February 18, 2006

Where did the Steller's jays go?

The temperature when I awoke this morning was -12 F (-25 C), so there were not too many birds out and about at first. Around 9 a.m., when I was cutting some kindling for the wood stove, I did hear a blue jay calling. Blue jays are intermittent visitors here, but the dominant local jay is the Steller's jay--until this winter.

Where did they go?

Since the winter of 1993-1994, M. and I have participated in Cornell University's Project Feeder Watch, doing what a friend called "grunt science." I can look at our counts at Cornell's site and see that during almost every count period, we say six, eight, or maybe 12 Steller's jays. (Western scrub jays show up too, but in smaller numbers.)

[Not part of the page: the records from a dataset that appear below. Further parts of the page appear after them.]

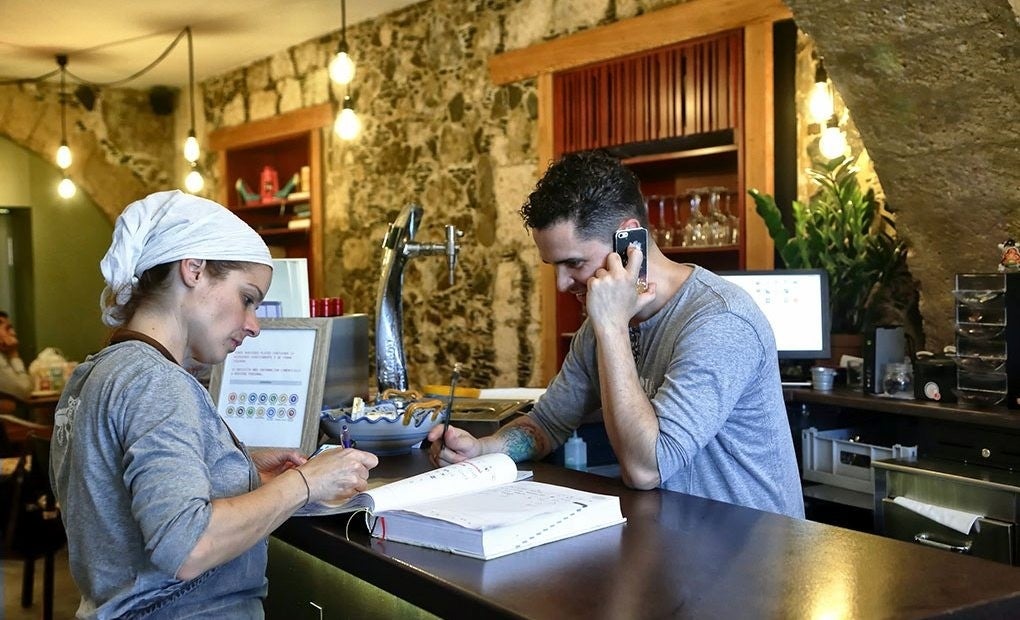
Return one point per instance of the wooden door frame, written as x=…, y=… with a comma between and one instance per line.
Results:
x=309, y=120
x=666, y=27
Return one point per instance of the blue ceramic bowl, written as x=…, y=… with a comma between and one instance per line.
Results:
x=383, y=436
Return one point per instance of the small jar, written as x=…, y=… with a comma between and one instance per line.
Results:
x=899, y=380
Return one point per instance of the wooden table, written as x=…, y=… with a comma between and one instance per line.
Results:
x=677, y=556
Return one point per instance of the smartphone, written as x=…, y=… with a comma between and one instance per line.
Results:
x=632, y=237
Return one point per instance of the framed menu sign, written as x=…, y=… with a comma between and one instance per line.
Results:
x=269, y=390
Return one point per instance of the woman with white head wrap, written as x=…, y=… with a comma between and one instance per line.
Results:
x=166, y=511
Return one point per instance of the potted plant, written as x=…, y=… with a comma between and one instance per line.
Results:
x=844, y=230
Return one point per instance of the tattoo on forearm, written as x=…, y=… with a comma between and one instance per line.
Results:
x=521, y=443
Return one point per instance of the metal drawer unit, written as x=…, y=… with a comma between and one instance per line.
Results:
x=988, y=492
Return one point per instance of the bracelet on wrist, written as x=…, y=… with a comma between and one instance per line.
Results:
x=308, y=491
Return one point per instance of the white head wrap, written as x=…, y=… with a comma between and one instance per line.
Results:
x=168, y=226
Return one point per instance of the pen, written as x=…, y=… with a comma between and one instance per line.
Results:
x=449, y=410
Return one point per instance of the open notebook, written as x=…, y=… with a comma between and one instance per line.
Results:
x=479, y=508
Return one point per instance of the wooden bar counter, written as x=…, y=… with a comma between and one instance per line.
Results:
x=677, y=556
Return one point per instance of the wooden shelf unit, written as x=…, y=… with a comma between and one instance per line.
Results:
x=754, y=143
x=286, y=143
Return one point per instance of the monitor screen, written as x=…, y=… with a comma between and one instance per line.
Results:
x=796, y=304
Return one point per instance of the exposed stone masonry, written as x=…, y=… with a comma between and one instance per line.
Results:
x=931, y=87
x=933, y=91
x=121, y=150
x=438, y=133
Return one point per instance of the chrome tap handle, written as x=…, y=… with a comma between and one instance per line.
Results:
x=452, y=249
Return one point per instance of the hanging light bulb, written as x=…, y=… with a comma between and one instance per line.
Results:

This year we call each other to the window if we see one Steller's jay. Seeing two is astonishing.

A couple of years ago, the West Nile virus hit the corvids hard. Some people contracted the disease as well.

But I thought that the jay population had bounced back. Is there a connection with last summer's Mason Gulch Fire? The fire displaced the wild turkeys--they now forage closer to our and our neighbors' houses, despite the number of dogs hanging around. But jays? Did the fire cause them to disperse to other habitat?

We used to take them and their raucous voices for granted, and now we are missing them.

1 comment:

Steve Bodio said...

As we discussed: if the mast crop was good (which it was) and you don't have a mosquito problem (ruling out WNV, which did a job on Rio Grande Corvids when it first came) my vote is for the fire.